Who did I keep? A large group of very diverse people I truly care about. Family, old friends, new friends, locals, people in other hemispheres, people from the whole spiritual spectrum (Yes, including Christians, Jews, Muslim, Buddhists, Wiccan, agnostics, and atheists). Straight, gay, trans, questioning, bi, gender fluid—they’re all good to me. There are people across the range of political and social groups, too (that’s right, from MAGA to Antifa to Communist to pacifists to gun rights activists to Capitalist to Socialist to fans of dictators to fans of the US Constitution (many interpretations) to people who just don’t care).
I’ve kept people who are vocal about their beliefs. I’ve kept people I agree with. I will keep people I disagree with. I’ve kept people who don’t post controversial things and people who do. Why? Because we all get to express ourselves however WE see fit.
We have the option to scroll by things that bother us or to react. Then we deal with the consequences. When I screw up, I can count on others to point it out. I am not going to censor friends I agree with or disagree with. I’m not going to invite people I disagree with to leave. Nope. We all get to stay.
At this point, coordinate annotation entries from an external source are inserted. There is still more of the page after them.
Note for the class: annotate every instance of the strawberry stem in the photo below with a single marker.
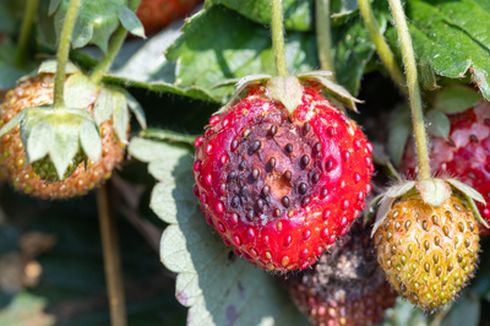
(278, 38)
(64, 51)
(415, 99)
(380, 44)
(324, 35)
(115, 45)
(25, 32)
(112, 258)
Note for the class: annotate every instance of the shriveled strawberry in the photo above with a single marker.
(280, 186)
(465, 154)
(34, 92)
(156, 14)
(346, 286)
(427, 241)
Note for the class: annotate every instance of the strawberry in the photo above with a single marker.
(427, 240)
(156, 14)
(281, 184)
(47, 177)
(465, 153)
(346, 286)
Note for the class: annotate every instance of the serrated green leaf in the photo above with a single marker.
(53, 6)
(297, 14)
(136, 109)
(96, 22)
(204, 60)
(216, 289)
(120, 116)
(104, 106)
(455, 99)
(438, 124)
(80, 91)
(452, 38)
(15, 121)
(245, 49)
(9, 71)
(131, 22)
(37, 142)
(90, 140)
(167, 135)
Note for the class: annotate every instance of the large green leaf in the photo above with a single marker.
(218, 44)
(452, 38)
(96, 21)
(217, 289)
(297, 14)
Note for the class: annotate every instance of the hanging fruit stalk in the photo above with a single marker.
(280, 172)
(426, 231)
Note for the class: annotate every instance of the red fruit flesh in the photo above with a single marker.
(281, 187)
(464, 155)
(156, 14)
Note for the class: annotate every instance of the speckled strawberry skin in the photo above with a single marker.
(252, 156)
(464, 155)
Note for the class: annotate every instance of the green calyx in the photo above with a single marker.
(433, 191)
(57, 140)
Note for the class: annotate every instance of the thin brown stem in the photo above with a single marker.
(112, 259)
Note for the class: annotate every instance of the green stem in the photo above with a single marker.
(64, 51)
(25, 32)
(112, 259)
(415, 99)
(382, 47)
(324, 35)
(115, 45)
(278, 38)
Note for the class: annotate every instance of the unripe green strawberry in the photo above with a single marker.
(34, 92)
(428, 252)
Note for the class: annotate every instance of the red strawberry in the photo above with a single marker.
(346, 286)
(465, 154)
(156, 14)
(279, 186)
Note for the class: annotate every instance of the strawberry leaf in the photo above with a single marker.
(286, 90)
(216, 289)
(131, 22)
(452, 38)
(104, 106)
(438, 124)
(90, 140)
(96, 21)
(297, 14)
(40, 135)
(80, 91)
(245, 49)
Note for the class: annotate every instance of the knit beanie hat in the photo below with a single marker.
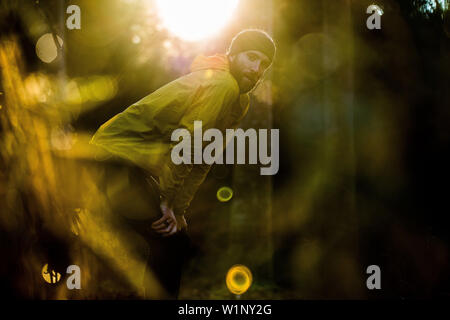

Sometimes my humor upsets people. I hate that! But I’ll keep trying. If I hurt your feelings, tell me. I’ll do the same, though. Thanks to all of my diverse friends for sticking with me in these troubled times. I treasure YOU.
Take care friends. The US is in a bad place and it will get worse the rest of the year, I’m afraid. Do your best not to pigeonhole your friends, acquaintances, and family. Try?